2. Page Extraction (PDF → Page Images)
The system splits the PDF into individual pages and converts each page into an image. These images are used for table detection and extraction.
- PageExtractionRecord — one row per page, including page number and extraction status.
If page extraction fails for a page, no table rows or cells can be produced for that page.
3. Table Extraction (Page Images → Rows & Cells)
Each page image is analyzed for tables. Detected tables are broken into rows and cells. This is the raw, uncleaned representation of the PDF’s tabular content.
- ExtractedTableRow — one row per detected table row.
- ExtractedTableCell — one row per cell, including column index and extracted text.
Reviewers can inspect these rows and cells to confirm that the extraction engine correctly interpreted the PDF. This is the “ground truth” before any mapping or domain logic is applied.
4. Mapping & Staging (Rows → Domain JSON)
Each extracted row is transformed into a domain-specific JSON object using the DomainModelDefinition and MappingRules. The result is stored in the universal staging table.
- DomainModelDefinition — defines the target entity type and JSON schema.
- MappingRules — defines how extracted columns map to domain properties.
- UniversalStagingRow — one row per mapped extracted row, including JSON data and validation errors.
Staging is the primary reviewer checkpoint. Reviewers can see what the system thinks each row represents, whether required fields are present, and whether the row is ready for promotion.
5. Promotion (Staging → Domain Entities)
Validated staging rows are promoted into real domain entities (e.g., ResidentFee). Promotion is metadata-driven and uses the JSON stored in staging.
- Domain Entities (e.g., ResidentFee, ResidentFeeVersion) — the final civic data.
- PromotionLog — links staging rows to promoted entities and records timestamps and errors.

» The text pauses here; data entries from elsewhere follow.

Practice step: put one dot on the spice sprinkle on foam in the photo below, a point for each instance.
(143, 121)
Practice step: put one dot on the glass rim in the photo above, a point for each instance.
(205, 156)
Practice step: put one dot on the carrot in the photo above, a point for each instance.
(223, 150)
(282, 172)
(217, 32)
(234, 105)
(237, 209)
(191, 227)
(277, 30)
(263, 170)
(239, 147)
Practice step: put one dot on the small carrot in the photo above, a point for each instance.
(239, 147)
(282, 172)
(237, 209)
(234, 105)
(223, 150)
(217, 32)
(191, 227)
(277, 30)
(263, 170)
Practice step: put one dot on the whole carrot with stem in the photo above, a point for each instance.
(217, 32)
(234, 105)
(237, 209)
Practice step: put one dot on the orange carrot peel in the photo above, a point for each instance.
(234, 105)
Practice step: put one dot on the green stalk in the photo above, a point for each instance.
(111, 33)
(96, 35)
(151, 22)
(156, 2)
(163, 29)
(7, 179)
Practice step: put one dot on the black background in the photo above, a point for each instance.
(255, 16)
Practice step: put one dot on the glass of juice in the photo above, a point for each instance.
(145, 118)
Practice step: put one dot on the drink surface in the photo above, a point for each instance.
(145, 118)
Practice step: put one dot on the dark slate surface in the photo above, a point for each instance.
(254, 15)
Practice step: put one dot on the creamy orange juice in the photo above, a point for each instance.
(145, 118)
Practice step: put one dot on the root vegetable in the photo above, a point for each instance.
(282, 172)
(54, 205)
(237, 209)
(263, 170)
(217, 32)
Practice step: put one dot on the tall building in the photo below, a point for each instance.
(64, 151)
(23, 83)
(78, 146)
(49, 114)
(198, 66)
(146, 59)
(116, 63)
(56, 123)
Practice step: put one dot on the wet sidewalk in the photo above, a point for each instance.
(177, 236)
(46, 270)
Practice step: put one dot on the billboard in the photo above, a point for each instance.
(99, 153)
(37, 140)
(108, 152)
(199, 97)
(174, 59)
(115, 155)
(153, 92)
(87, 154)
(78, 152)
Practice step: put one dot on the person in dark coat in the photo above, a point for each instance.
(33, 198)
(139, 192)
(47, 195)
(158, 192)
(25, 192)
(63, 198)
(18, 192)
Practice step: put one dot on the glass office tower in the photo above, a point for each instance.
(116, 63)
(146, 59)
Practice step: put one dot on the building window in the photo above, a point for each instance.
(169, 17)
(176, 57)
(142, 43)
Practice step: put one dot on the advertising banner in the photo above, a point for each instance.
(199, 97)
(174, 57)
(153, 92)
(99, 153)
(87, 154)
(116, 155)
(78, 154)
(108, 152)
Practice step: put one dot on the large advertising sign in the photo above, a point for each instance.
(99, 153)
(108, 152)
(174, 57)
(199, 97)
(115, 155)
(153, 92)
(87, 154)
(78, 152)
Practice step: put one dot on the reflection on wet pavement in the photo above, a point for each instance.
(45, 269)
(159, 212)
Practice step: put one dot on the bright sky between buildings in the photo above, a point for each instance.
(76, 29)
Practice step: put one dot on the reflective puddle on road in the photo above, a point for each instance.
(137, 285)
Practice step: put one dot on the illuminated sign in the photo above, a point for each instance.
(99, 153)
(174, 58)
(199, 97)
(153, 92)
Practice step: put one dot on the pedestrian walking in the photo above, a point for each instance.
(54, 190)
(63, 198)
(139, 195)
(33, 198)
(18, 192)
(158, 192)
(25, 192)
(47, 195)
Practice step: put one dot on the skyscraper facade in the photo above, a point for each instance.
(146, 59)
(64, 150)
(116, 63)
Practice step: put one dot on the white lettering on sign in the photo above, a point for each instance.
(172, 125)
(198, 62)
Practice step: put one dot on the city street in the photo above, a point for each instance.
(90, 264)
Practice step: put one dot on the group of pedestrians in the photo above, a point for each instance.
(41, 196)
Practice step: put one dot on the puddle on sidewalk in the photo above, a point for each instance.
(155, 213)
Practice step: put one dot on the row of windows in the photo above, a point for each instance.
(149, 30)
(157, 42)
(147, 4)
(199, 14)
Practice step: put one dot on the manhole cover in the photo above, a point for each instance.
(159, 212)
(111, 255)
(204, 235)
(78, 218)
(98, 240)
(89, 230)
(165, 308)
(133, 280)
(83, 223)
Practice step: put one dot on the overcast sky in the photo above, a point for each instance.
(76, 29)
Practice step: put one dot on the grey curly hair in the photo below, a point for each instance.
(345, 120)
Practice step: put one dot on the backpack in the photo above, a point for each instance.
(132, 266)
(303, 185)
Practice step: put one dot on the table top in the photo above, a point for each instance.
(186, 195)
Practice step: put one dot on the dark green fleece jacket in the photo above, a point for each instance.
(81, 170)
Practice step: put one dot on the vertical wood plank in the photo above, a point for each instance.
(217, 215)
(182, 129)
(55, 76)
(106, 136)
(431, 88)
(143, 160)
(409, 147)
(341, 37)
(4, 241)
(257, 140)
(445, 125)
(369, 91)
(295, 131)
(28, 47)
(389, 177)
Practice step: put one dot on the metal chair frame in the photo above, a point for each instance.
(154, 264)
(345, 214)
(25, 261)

Promotion is the final step where data becomes official. Promotion logs ensure full traceability and auditability across the entire ingestion lifecycle.
End-to-End Table Flow
| Phase | Tables | What You Should See |
|---|---|---|
| Upload | DocumentRecord | One row per PDF |
| Page Extraction | PageExtractionRecord | One row per page |
| Table Extraction | ExtractedTableRow, ExtractedTableCell | Raw rows and cells |
| Mapping | DomainModelDefinition, MappingRules, UniversalStagingRow | Domain JSON + validation |
| Promotion | Domain Entities, PromotionLog | Final civic data + audit trail |
Reviewer Checklist
- Confirm the PDF is registered in DocumentRecord.
- Verify all pages extracted successfully in PageExtractionRecord.
- Inspect raw rows and cells in ExtractedTableRow and ExtractedTableCell.
- Review mapped JSON and validation results in UniversalStagingRow.
- Confirm promoted entities and audit trail in PromotionLog and domain tables.